5. `Enforcing constraints`: Factory functions can enforce constraints on object/function creation, such as ensuring that only a single instance of a class is created (singleton pattern) or that objects are created with specific configurations.

The above highlight how factory functions can be a powerful tool in a developer’s toolkit, particularly for managing complexity and enhancing the flexibility and scalability of software designs. Or... help you write concise code which is (hopefully) easier to both test and understand.

In [None]:
# Instead of a function returing a variable, it now returns another function.
def create_logger(level):
    def logger(message):
        print(f"{level}: {message}")
    return logger

# Creating different loggers i.e. different variations of a type of function.
info_logger = create_logger("INFO")
warning_logger = create_logger("WARNING")
error_logger = create_logger("ERROR")

# Using the loggers
info_logger("This is an informational message.")
warning_logger("This is a warning message.")
error_logger("This is an error message.")

## Function decorators

Sometimes we want a function to do something to another function kind of like how factories do, but we want to be able to apply this to any function we want to define. For this we use what is called a `decorator` or a `wrapper`. These two words are use interchangeably. For simplicity's sake I will refer to it as a `decorator`.

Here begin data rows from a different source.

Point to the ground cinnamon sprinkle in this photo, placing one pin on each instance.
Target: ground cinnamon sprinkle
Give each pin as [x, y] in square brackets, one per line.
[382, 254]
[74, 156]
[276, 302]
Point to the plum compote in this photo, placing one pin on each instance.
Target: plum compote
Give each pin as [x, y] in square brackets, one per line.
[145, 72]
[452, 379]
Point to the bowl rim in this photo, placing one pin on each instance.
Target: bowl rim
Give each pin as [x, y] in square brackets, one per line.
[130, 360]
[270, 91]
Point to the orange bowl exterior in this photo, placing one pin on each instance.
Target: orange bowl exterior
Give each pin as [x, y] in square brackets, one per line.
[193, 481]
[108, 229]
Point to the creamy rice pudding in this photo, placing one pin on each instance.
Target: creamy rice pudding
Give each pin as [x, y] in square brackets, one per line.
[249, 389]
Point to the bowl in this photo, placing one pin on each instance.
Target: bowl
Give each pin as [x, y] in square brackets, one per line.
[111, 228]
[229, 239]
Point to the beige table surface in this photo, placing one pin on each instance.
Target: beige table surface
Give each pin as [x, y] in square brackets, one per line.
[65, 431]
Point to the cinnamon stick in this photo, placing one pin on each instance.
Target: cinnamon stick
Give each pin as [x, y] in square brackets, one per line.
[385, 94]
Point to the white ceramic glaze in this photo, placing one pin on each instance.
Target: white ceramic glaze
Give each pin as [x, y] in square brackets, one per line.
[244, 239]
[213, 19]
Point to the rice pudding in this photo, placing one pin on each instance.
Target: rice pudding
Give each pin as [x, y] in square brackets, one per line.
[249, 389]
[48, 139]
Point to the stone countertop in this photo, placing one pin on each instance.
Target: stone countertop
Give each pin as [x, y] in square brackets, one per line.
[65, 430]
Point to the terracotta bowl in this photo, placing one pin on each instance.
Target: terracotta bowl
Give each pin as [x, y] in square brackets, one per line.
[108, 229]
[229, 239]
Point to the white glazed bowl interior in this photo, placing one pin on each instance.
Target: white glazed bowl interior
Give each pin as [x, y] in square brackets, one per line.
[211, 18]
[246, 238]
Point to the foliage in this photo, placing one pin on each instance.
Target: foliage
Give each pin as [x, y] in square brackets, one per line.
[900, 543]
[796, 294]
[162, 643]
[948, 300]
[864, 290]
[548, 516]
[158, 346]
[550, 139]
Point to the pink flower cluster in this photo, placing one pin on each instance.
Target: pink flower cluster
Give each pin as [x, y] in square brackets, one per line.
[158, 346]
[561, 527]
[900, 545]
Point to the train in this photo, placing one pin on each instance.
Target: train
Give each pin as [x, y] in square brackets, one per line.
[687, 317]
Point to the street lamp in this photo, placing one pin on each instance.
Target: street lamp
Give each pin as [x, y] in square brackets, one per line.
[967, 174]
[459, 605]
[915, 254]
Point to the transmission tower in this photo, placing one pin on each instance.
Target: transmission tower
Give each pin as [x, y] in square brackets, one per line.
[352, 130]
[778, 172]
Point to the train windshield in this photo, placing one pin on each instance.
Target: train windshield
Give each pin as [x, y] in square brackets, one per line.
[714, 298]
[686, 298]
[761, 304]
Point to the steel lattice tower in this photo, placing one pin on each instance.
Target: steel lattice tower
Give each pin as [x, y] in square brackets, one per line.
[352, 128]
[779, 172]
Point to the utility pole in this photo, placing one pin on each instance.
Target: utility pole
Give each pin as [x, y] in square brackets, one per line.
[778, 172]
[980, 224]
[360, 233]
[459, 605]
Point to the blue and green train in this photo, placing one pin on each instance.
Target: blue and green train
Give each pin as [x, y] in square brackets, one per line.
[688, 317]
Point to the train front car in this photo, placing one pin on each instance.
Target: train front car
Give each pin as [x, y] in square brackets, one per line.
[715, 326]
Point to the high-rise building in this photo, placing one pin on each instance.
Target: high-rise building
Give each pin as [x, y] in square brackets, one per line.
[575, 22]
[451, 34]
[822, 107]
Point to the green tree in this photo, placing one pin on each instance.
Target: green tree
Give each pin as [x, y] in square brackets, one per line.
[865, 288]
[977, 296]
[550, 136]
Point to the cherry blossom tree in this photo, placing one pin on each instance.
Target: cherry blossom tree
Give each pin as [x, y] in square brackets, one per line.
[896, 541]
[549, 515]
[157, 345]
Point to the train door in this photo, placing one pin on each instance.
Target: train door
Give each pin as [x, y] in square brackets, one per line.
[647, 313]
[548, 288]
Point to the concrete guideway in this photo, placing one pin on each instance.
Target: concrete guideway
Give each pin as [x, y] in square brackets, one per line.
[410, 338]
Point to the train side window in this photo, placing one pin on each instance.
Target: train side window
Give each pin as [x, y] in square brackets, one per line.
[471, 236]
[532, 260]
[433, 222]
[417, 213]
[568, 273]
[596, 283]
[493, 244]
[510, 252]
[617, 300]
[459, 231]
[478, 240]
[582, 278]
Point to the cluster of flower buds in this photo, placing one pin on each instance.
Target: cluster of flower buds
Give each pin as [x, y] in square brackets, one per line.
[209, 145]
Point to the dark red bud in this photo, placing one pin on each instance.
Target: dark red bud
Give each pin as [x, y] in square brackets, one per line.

### The basic idea of a `decorator`

Think of a decorator as a special wrapper for a present. When you give someone a present, you might put it in a box and then wrap the box in some pretty paper to make it look nice. A decorator in Python does something similar for functions. It takes a function, adds some extra "wrapping" (extra functionality), and then gives it back, still looking like the same function but now with some added features.



In [None]:
# Here we make the decorator which takes in a function and prints stuff before and after triggering it
def hello_goodbye_decorator(func):
    def wrapper():
        print("Hello! (This is the part where you can do things which change the inputs to the function you want to decorate.)")  # This is like saying "Hello!" when you open the present.
        func()  # This is the original function doing what it was supposed to do.
        print("Goodbye! (This is the part where you can do things which change the outputs of a function you want to decorate.) ")  # This is like saying "Goodbye!" after enjoying the present.
    return wrapper

# This is the function we want to decorate
def my_function():
    print('I am the function')

# The decoration of the function
decorated_function = hello_goodbye_decorator(my_function)

# Triggering the function
decorated_function()

Got it? Let's make a decorator which actually does something useful!

Let’s imagine a theme park called "Giantland," where you must be at least 69 years old to enter, because in Giantland, everyone ages very, very slowly! Our function will be for issuing an entry pass, and the decorator will make sure everyone is at least 69 years old.

In [None]:
def age_requirement_decorator(age_requirement):
    def decorator(func):
        def wrapper(*args, **kwargs):
            # Check and adjust the 'age' parameter
            if 'age' in kwargs and kwargs['age'] < age_requirement:
                print(f"Hmm, you look too young for this place. Let's pretend you're {age_requirement}")
                kwargs['age'] = age_requirement
            elif args and isinstance(args[1], int) and args[1] < age_requirement:
                print(f"Hmm, you look too young for this place. Let's pretend you're {age_requirement}. Nice.")
                args = (args[0], age_requirement) + args[2:]
            return func(*args, **kwargs)
        return wrapper
    return decorator

In [None]:
@age_requirement_decorator(age_requirement=1000)
def issue_giantland_pass(name, age):
    print(f"{name} receives a Giantland pass and is magically {age} years old now!")

In [None]:
issue_giantland_pass("Alice", 100)

You might want to create a decorator function when you find yourself applying the same logic or functionality to multiple functions repeatedly. Decorators allow you to encapsulate this common logic in a reusable way, making your code more modular, maintainable, and DRY (Don't Repeat Yourself). It's only really applicable when you are deep into developing source code for objects and functions that are quite complicated. For most use-cases in SSB you typically do not need to concern yourself with decorators. However, it's handy to know what they are so you don't freak out when you see `@validate_call` above a function or a method in an object in the source-code of a library.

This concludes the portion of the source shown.